De Dakar à Abidjan en passant par Cotonou, on assiste à l’éclosion de résidences artistiques qui s’appuient pour la plupart sur des modèles hybrides, entre musée, galerie et résidence. La Béninoise Sènami Donoumassou en est une habituée. Cette artiste visuelle, qui utilise le photogramme pour explorer les notions d’identité et d’héritage, est passée par Le Centre, à Cotonou. Une résidence qui, à chaque promotion, fait cohabiter un artiste local, un artiste africain et un artiste étranger (hors Afrique) autour d’un thème qui donne lieu à une exposition commune à la fin de leur séjour.
« En Afrique, la plupart des artistes n’ont pas eu la chance de pouvoir suivre un parcours académique artistique. Les résidences nous offrent donc l’occasion de nous structurer et d’apprendre certaines techniques de notre discipline », explique Sènami Donoumassou, qui s’est formée au photogramme lorsqu’elle était en résidence en France.

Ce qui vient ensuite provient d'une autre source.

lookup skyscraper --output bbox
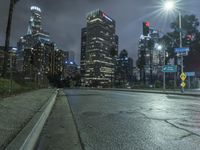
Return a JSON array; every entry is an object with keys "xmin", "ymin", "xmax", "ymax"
[
  {"xmin": 16, "ymin": 6, "xmax": 53, "ymax": 83},
  {"xmin": 81, "ymin": 9, "xmax": 118, "ymax": 87},
  {"xmin": 80, "ymin": 27, "xmax": 87, "ymax": 85},
  {"xmin": 18, "ymin": 6, "xmax": 50, "ymax": 56},
  {"xmin": 27, "ymin": 6, "xmax": 50, "ymax": 42},
  {"xmin": 115, "ymin": 49, "xmax": 133, "ymax": 87},
  {"xmin": 137, "ymin": 28, "xmax": 162, "ymax": 86},
  {"xmin": 27, "ymin": 6, "xmax": 42, "ymax": 35}
]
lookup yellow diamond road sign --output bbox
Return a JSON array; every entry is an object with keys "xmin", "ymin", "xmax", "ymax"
[
  {"xmin": 180, "ymin": 72, "xmax": 187, "ymax": 81},
  {"xmin": 181, "ymin": 82, "xmax": 186, "ymax": 88}
]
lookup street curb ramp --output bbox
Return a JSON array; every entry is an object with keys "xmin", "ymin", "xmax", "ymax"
[{"xmin": 6, "ymin": 89, "xmax": 59, "ymax": 150}]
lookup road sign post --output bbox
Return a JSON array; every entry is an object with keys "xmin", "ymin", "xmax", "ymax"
[
  {"xmin": 185, "ymin": 72, "xmax": 195, "ymax": 77},
  {"xmin": 180, "ymin": 72, "xmax": 187, "ymax": 90},
  {"xmin": 175, "ymin": 47, "xmax": 190, "ymax": 53},
  {"xmin": 180, "ymin": 72, "xmax": 186, "ymax": 81},
  {"xmin": 162, "ymin": 65, "xmax": 177, "ymax": 91},
  {"xmin": 181, "ymin": 82, "xmax": 186, "ymax": 88},
  {"xmin": 162, "ymin": 65, "xmax": 177, "ymax": 73},
  {"xmin": 175, "ymin": 47, "xmax": 190, "ymax": 93},
  {"xmin": 185, "ymin": 72, "xmax": 195, "ymax": 89},
  {"xmin": 188, "ymin": 76, "xmax": 191, "ymax": 89}
]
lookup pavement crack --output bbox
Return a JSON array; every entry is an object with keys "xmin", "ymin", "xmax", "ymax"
[
  {"xmin": 137, "ymin": 111, "xmax": 167, "ymax": 121},
  {"xmin": 178, "ymin": 133, "xmax": 193, "ymax": 140},
  {"xmin": 164, "ymin": 120, "xmax": 200, "ymax": 138}
]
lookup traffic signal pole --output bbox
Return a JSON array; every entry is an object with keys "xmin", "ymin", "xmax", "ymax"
[
  {"xmin": 163, "ymin": 49, "xmax": 166, "ymax": 91},
  {"xmin": 178, "ymin": 11, "xmax": 184, "ymax": 93},
  {"xmin": 142, "ymin": 22, "xmax": 150, "ymax": 86}
]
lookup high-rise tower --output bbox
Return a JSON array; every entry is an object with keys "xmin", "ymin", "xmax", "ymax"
[
  {"xmin": 81, "ymin": 9, "xmax": 118, "ymax": 87},
  {"xmin": 27, "ymin": 6, "xmax": 42, "ymax": 35}
]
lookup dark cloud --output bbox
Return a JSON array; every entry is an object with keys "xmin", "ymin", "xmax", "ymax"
[{"xmin": 0, "ymin": 0, "xmax": 200, "ymax": 65}]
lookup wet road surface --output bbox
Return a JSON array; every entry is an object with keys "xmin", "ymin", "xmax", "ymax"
[{"xmin": 64, "ymin": 89, "xmax": 200, "ymax": 150}]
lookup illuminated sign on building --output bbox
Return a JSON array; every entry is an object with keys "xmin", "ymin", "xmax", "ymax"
[
  {"xmin": 103, "ymin": 13, "xmax": 112, "ymax": 22},
  {"xmin": 31, "ymin": 6, "xmax": 41, "ymax": 12}
]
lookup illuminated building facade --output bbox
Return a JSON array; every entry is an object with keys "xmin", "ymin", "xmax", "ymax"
[
  {"xmin": 137, "ymin": 29, "xmax": 163, "ymax": 85},
  {"xmin": 23, "ymin": 42, "xmax": 56, "ymax": 81},
  {"xmin": 18, "ymin": 6, "xmax": 50, "ymax": 53},
  {"xmin": 16, "ymin": 6, "xmax": 78, "ymax": 85},
  {"xmin": 27, "ymin": 6, "xmax": 42, "ymax": 34},
  {"xmin": 0, "ymin": 47, "xmax": 17, "ymax": 76},
  {"xmin": 81, "ymin": 9, "xmax": 118, "ymax": 87},
  {"xmin": 115, "ymin": 50, "xmax": 133, "ymax": 87},
  {"xmin": 17, "ymin": 6, "xmax": 51, "ymax": 76},
  {"xmin": 80, "ymin": 27, "xmax": 87, "ymax": 84},
  {"xmin": 27, "ymin": 6, "xmax": 50, "ymax": 42}
]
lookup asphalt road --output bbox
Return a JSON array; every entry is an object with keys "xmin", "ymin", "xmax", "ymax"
[{"xmin": 64, "ymin": 89, "xmax": 200, "ymax": 150}]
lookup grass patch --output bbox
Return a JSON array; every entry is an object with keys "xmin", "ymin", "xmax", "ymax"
[{"xmin": 0, "ymin": 78, "xmax": 37, "ymax": 97}]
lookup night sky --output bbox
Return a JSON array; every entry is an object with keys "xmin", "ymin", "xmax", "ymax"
[{"xmin": 0, "ymin": 0, "xmax": 200, "ymax": 65}]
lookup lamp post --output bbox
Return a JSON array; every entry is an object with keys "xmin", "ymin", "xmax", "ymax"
[
  {"xmin": 157, "ymin": 45, "xmax": 166, "ymax": 90},
  {"xmin": 163, "ymin": 0, "xmax": 184, "ymax": 92}
]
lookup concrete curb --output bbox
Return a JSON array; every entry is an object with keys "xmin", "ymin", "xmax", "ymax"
[
  {"xmin": 118, "ymin": 89, "xmax": 200, "ymax": 97},
  {"xmin": 81, "ymin": 88, "xmax": 200, "ymax": 97},
  {"xmin": 6, "ymin": 89, "xmax": 59, "ymax": 150},
  {"xmin": 65, "ymin": 92, "xmax": 85, "ymax": 150},
  {"xmin": 35, "ymin": 90, "xmax": 83, "ymax": 150}
]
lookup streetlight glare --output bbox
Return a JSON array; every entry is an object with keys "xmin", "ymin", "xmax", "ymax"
[
  {"xmin": 157, "ymin": 45, "xmax": 162, "ymax": 50},
  {"xmin": 164, "ymin": 1, "xmax": 175, "ymax": 11}
]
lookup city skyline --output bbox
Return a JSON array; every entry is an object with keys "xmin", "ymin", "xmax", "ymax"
[{"xmin": 1, "ymin": 0, "xmax": 200, "ymax": 65}]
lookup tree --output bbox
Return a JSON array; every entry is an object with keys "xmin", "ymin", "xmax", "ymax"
[
  {"xmin": 171, "ymin": 15, "xmax": 199, "ymax": 36},
  {"xmin": 74, "ymin": 72, "xmax": 81, "ymax": 87},
  {"xmin": 184, "ymin": 32, "xmax": 200, "ymax": 72},
  {"xmin": 160, "ymin": 14, "xmax": 200, "ymax": 71},
  {"xmin": 3, "ymin": 0, "xmax": 20, "ymax": 77}
]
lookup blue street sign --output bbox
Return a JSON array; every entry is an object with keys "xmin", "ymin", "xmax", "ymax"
[
  {"xmin": 185, "ymin": 72, "xmax": 195, "ymax": 77},
  {"xmin": 162, "ymin": 65, "xmax": 177, "ymax": 73},
  {"xmin": 175, "ymin": 47, "xmax": 190, "ymax": 53}
]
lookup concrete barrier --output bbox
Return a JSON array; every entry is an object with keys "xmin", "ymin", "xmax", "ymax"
[{"xmin": 6, "ymin": 89, "xmax": 59, "ymax": 150}]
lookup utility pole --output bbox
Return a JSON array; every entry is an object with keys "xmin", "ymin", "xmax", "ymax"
[
  {"xmin": 143, "ymin": 41, "xmax": 146, "ymax": 85},
  {"xmin": 178, "ymin": 11, "xmax": 184, "ymax": 93},
  {"xmin": 149, "ymin": 39, "xmax": 154, "ymax": 87},
  {"xmin": 9, "ymin": 52, "xmax": 13, "ymax": 94},
  {"xmin": 163, "ymin": 49, "xmax": 166, "ymax": 90}
]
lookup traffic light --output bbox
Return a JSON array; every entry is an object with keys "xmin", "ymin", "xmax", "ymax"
[
  {"xmin": 186, "ymin": 34, "xmax": 192, "ymax": 46},
  {"xmin": 143, "ymin": 22, "xmax": 150, "ymax": 36}
]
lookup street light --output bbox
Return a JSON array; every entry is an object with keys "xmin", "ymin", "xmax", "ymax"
[
  {"xmin": 163, "ymin": 1, "xmax": 182, "ymax": 48},
  {"xmin": 163, "ymin": 1, "xmax": 175, "ymax": 11},
  {"xmin": 156, "ymin": 44, "xmax": 166, "ymax": 90},
  {"xmin": 157, "ymin": 45, "xmax": 162, "ymax": 51},
  {"xmin": 162, "ymin": 0, "xmax": 184, "ymax": 92}
]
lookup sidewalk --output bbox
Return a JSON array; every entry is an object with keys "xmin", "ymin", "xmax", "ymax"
[
  {"xmin": 107, "ymin": 88, "xmax": 200, "ymax": 97},
  {"xmin": 80, "ymin": 87, "xmax": 200, "ymax": 97},
  {"xmin": 0, "ymin": 88, "xmax": 55, "ymax": 149},
  {"xmin": 35, "ymin": 90, "xmax": 82, "ymax": 150}
]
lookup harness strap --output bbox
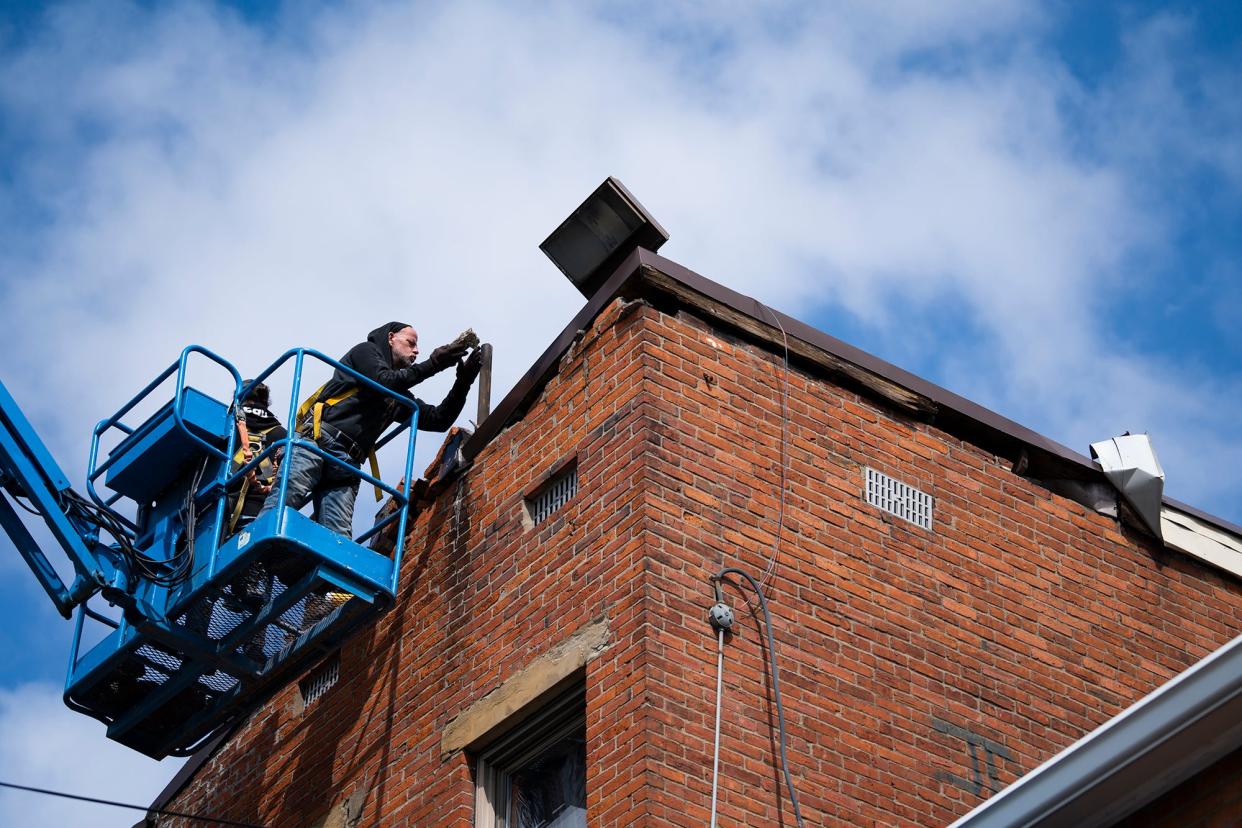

Ces institutions sont, en outre, un cadre où les artistes tissent des liens et s’inspirent les uns les autres. « Une résidence s’inscrit dans la durée. Cela permet de prendre du recul pour expérimenter et projeter son art, analyse un critique. Toutefois, quand la résidence n’est pas structurée, son fonctionnement peut être assez déroutant, et l’artiste peut se sentir complètement lâché dans la nature », met-il en garde.
La Villa Saint-Louis-Ndar (soutenue par l’Institut français de Saint-Louis), la galerie Selebe Yoon, à Dakar, ou encore la Fondation Donwahi, à Abidjan, proposent elles aussi des résidences artistiques, à la fois axées sur la recherche et sur la diffusion. À raison de deux sessions par an – en janvier et en mai – , la galerie Selebe Yoon, qu’a fondée Jennifer Houdrouge, invite en résidence des artistes dont les projets répondent à ses attentes, en vue d’exposer leurs œuvres. Un modèle économique moins onéreux et plus rentable, qui permettrait aux résidences artistiques africaines d’avoir de beaux jours devant elles. Sans doute un exemple à suivre pour un Black Rock nouvelle version.